No, this is not possible. The existence of such a hash function requires the (smooth) min-entropy of the initial state to be large enough but does not depend on its trace distance from a uniform state. For the simplest example possible let's forget about the side information $E$ and just focus on the $X$ system. The basic idea is that we can always pad $X$ with extra information such that the min-entropy stays constant but the distance from uniform grows.

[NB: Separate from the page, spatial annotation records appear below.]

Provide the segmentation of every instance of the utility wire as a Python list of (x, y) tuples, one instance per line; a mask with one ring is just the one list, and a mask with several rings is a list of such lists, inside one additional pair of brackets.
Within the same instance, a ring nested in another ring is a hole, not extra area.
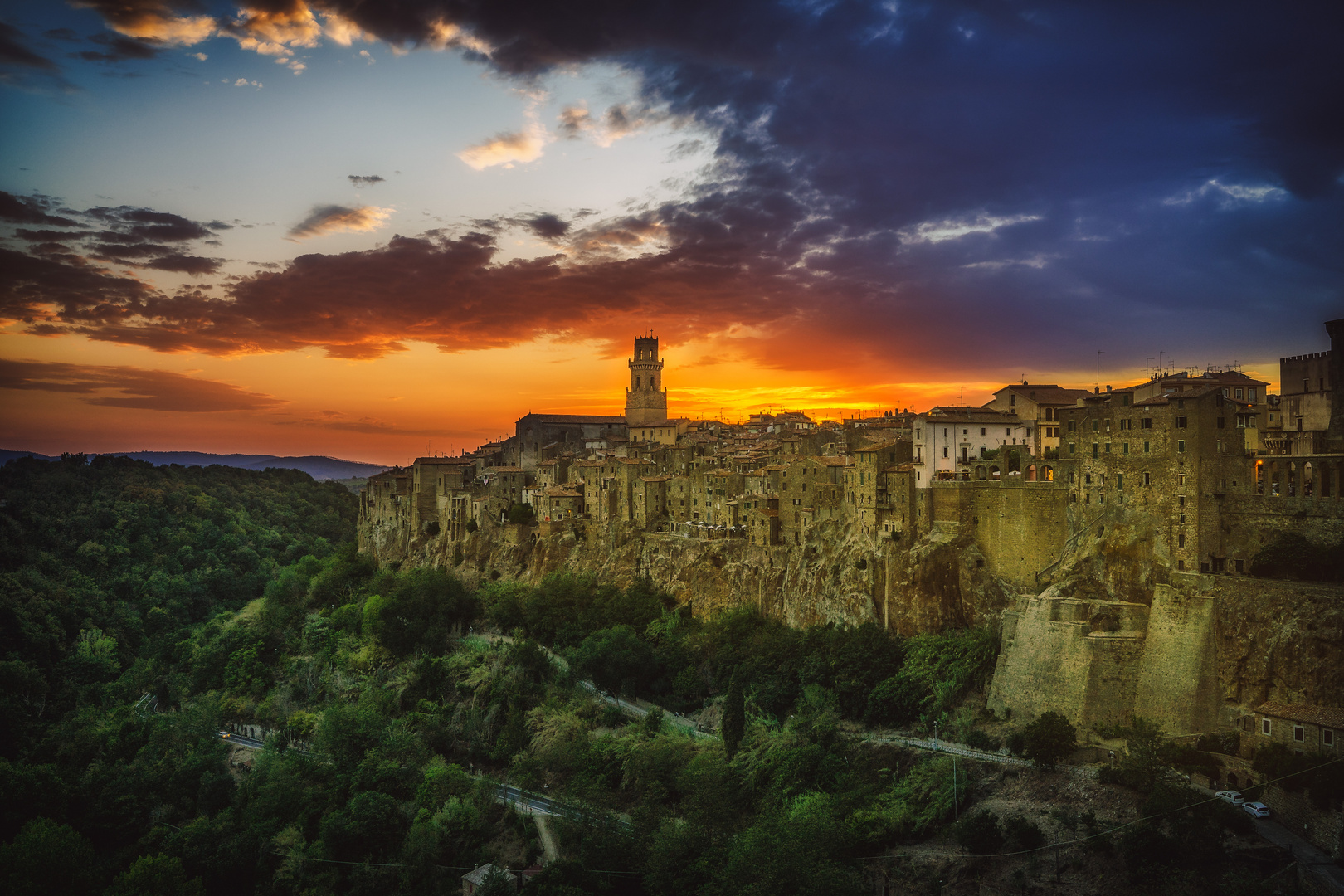
[[(1316, 771), (1317, 768), (1324, 768), (1325, 766), (1333, 766), (1337, 762), (1344, 762), (1344, 756), (1341, 756), (1340, 759), (1331, 759), (1329, 762), (1322, 762), (1318, 766), (1312, 766), (1310, 768), (1304, 768), (1302, 771), (1294, 771), (1294, 772), (1292, 772), (1289, 775), (1281, 775), (1281, 776), (1274, 778), (1271, 780), (1263, 780), (1263, 782), (1261, 782), (1257, 786), (1258, 787), (1266, 787), (1269, 785), (1278, 783), (1279, 780), (1288, 780), (1289, 778), (1297, 778), (1298, 775), (1305, 774), (1308, 771)], [(1116, 827), (1110, 827), (1109, 830), (1102, 830), (1102, 832), (1098, 832), (1095, 834), (1089, 834), (1087, 837), (1078, 837), (1075, 840), (1062, 840), (1058, 844), (1046, 844), (1044, 846), (1036, 846), (1035, 849), (1019, 849), (1017, 852), (1012, 852), (1012, 853), (988, 853), (988, 854), (984, 854), (984, 856), (974, 854), (973, 857), (974, 858), (1005, 858), (1008, 856), (1027, 856), (1030, 853), (1039, 853), (1039, 852), (1044, 852), (1047, 849), (1058, 849), (1060, 846), (1073, 846), (1074, 844), (1085, 844), (1089, 840), (1097, 840), (1098, 837), (1107, 837), (1110, 834), (1114, 834), (1117, 830), (1124, 830), (1125, 827), (1129, 827), (1132, 825), (1137, 825), (1141, 821), (1152, 821), (1153, 818), (1161, 818), (1164, 815), (1171, 815), (1173, 813), (1185, 811), (1187, 809), (1193, 809), (1195, 806), (1204, 806), (1207, 803), (1214, 803), (1214, 802), (1224, 802), (1224, 801), (1219, 799), (1218, 797), (1210, 797), (1208, 799), (1200, 799), (1199, 802), (1189, 803), (1188, 806), (1177, 806), (1176, 809), (1168, 809), (1167, 811), (1160, 811), (1156, 815), (1144, 815), (1142, 818), (1136, 818), (1133, 821), (1126, 821), (1124, 825), (1117, 825)], [(966, 858), (968, 856), (972, 856), (972, 854), (970, 853), (887, 853), (884, 856), (859, 856), (855, 861), (866, 861), (866, 860), (870, 860), (870, 858), (918, 858), (921, 856), (933, 857), (933, 858)]]

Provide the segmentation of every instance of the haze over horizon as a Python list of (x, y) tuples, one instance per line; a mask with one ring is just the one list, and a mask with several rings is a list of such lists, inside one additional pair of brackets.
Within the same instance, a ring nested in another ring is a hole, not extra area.
[[(0, 3), (5, 446), (457, 453), (1329, 348), (1335, 4)], [(1099, 369), (1098, 369), (1098, 352)]]

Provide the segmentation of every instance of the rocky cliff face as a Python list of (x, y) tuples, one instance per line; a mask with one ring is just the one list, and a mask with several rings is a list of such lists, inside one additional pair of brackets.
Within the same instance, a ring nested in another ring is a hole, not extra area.
[(698, 615), (753, 606), (792, 626), (876, 622), (906, 635), (996, 619), (1015, 598), (974, 541), (954, 529), (903, 548), (828, 521), (810, 541), (763, 547), (575, 521), (488, 525), (461, 544), (421, 539), (403, 556), (410, 566), (453, 568), (469, 583), (578, 572), (628, 584), (648, 575)]

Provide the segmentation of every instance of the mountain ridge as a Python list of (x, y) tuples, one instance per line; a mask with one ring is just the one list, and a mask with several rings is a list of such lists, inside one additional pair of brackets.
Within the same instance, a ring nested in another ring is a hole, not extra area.
[[(277, 455), (277, 454), (211, 454), (207, 451), (97, 451), (90, 457), (112, 455), (129, 457), (136, 461), (148, 461), (155, 466), (179, 463), (181, 466), (220, 466), (242, 467), (245, 470), (263, 470), (266, 467), (280, 467), (289, 470), (302, 470), (314, 480), (353, 480), (367, 478), (375, 473), (391, 469), (391, 465), (366, 463), (363, 461), (345, 461), (321, 454), (305, 455)], [(31, 457), (39, 461), (59, 461), (51, 454), (38, 451), (13, 451), (0, 449), (0, 465), (20, 457)]]

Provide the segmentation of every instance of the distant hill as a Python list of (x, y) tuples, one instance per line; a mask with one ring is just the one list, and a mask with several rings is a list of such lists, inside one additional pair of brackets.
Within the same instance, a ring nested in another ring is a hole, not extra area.
[[(180, 463), (181, 466), (241, 466), (246, 470), (265, 470), (267, 466), (302, 470), (314, 480), (353, 480), (367, 478), (375, 473), (388, 469), (378, 463), (360, 463), (359, 461), (341, 461), (335, 457), (276, 457), (274, 454), (206, 454), (204, 451), (106, 451), (117, 457), (129, 457), (137, 461), (149, 461), (155, 466)], [(60, 458), (36, 451), (8, 451), (0, 449), (0, 463), (12, 461), (16, 457), (35, 457), (39, 461), (58, 461)]]

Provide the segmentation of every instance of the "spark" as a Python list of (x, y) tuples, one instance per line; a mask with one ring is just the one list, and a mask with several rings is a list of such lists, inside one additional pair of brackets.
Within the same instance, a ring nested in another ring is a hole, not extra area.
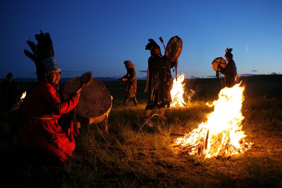
[(247, 49), (247, 47), (248, 47), (248, 45), (249, 45), (249, 44), (248, 44), (247, 45), (247, 46), (246, 46), (246, 48), (245, 48), (245, 50), (246, 50), (246, 49)]

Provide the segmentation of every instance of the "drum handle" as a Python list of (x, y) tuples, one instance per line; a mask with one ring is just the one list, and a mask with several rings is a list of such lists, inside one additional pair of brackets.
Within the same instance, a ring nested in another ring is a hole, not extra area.
[(162, 38), (162, 37), (160, 36), (159, 37), (159, 39), (160, 40), (161, 42), (163, 44), (163, 45), (164, 45), (164, 53), (165, 54), (165, 52), (167, 51), (166, 50), (166, 48), (165, 48), (165, 47), (164, 46), (164, 40), (163, 40), (163, 38)]
[(175, 62), (175, 79), (177, 81), (177, 65), (178, 64), (178, 59), (177, 59)]

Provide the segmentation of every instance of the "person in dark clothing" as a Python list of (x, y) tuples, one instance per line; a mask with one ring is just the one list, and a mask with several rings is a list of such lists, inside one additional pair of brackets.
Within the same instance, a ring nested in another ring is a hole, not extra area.
[(236, 65), (233, 60), (233, 55), (231, 52), (233, 49), (227, 48), (225, 50), (224, 56), (228, 62), (226, 67), (223, 68), (220, 65), (218, 67), (220, 69), (220, 72), (224, 75), (222, 88), (225, 87), (232, 87), (236, 84), (237, 79), (237, 71)]
[(170, 90), (172, 88), (172, 78), (170, 69), (175, 66), (175, 62), (168, 59), (168, 52), (164, 56), (160, 53), (159, 46), (152, 39), (145, 49), (149, 50), (151, 56), (148, 60), (147, 81), (145, 91), (148, 91), (149, 97), (145, 116), (142, 119), (146, 121), (149, 118), (152, 110), (158, 109), (159, 116), (164, 120), (168, 118), (164, 115), (164, 108), (170, 107), (172, 100)]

Suppose $X$ is a random bit string of length $n$ such that the first bit $x_1$ is chosen uniformly at random and then $x_2, \dots, x_n$ are all $0$. Now the min-entropy is $- \log \max_{(x_1,\dots,x_n)} p(x_1,\dots, x_n) = 1$. Using, for example, Lemma 1 from [1] there is a hashing procedure such that we can extract 1 bit (i.e. $F(X)$ is a single bit) and
$$
\frac12 \| F(X) - U_1\|_1 \leq 1/2
$$
where $U_k$ denotes a uniformly distributed random variable over $k$ bits.
But now we can calculate
$$
\begin{aligned}
\frac12 \| X - U_n\|_1 &= \frac12\sum_{(x_1,\dots, x_n) \in \{0,1\}^n} |p(x_1,\dots,x_n) - 2^{-n}| \\
&= \frac12\left(2 |\frac12 - 2^{-n}| + 2(2^{n-1} - 1)|2^{-n}| \right) \\
&= 1 - 2^{1-n}.
\end{aligned}
$$
Thus as $n\rightarrow \infty$ we get $\frac12 \| X - U_n\|_1 \rightarrow 1$ but it can always be hashed down to a single bit that is distance $1/2$ away from uniform. By considering larger uniform sequences at the beginning of $X$ you should be able to make this distance grow even further, i.e. the hashed tends to perfectly uniform but the non-hashed is almost perfectly distinguishable.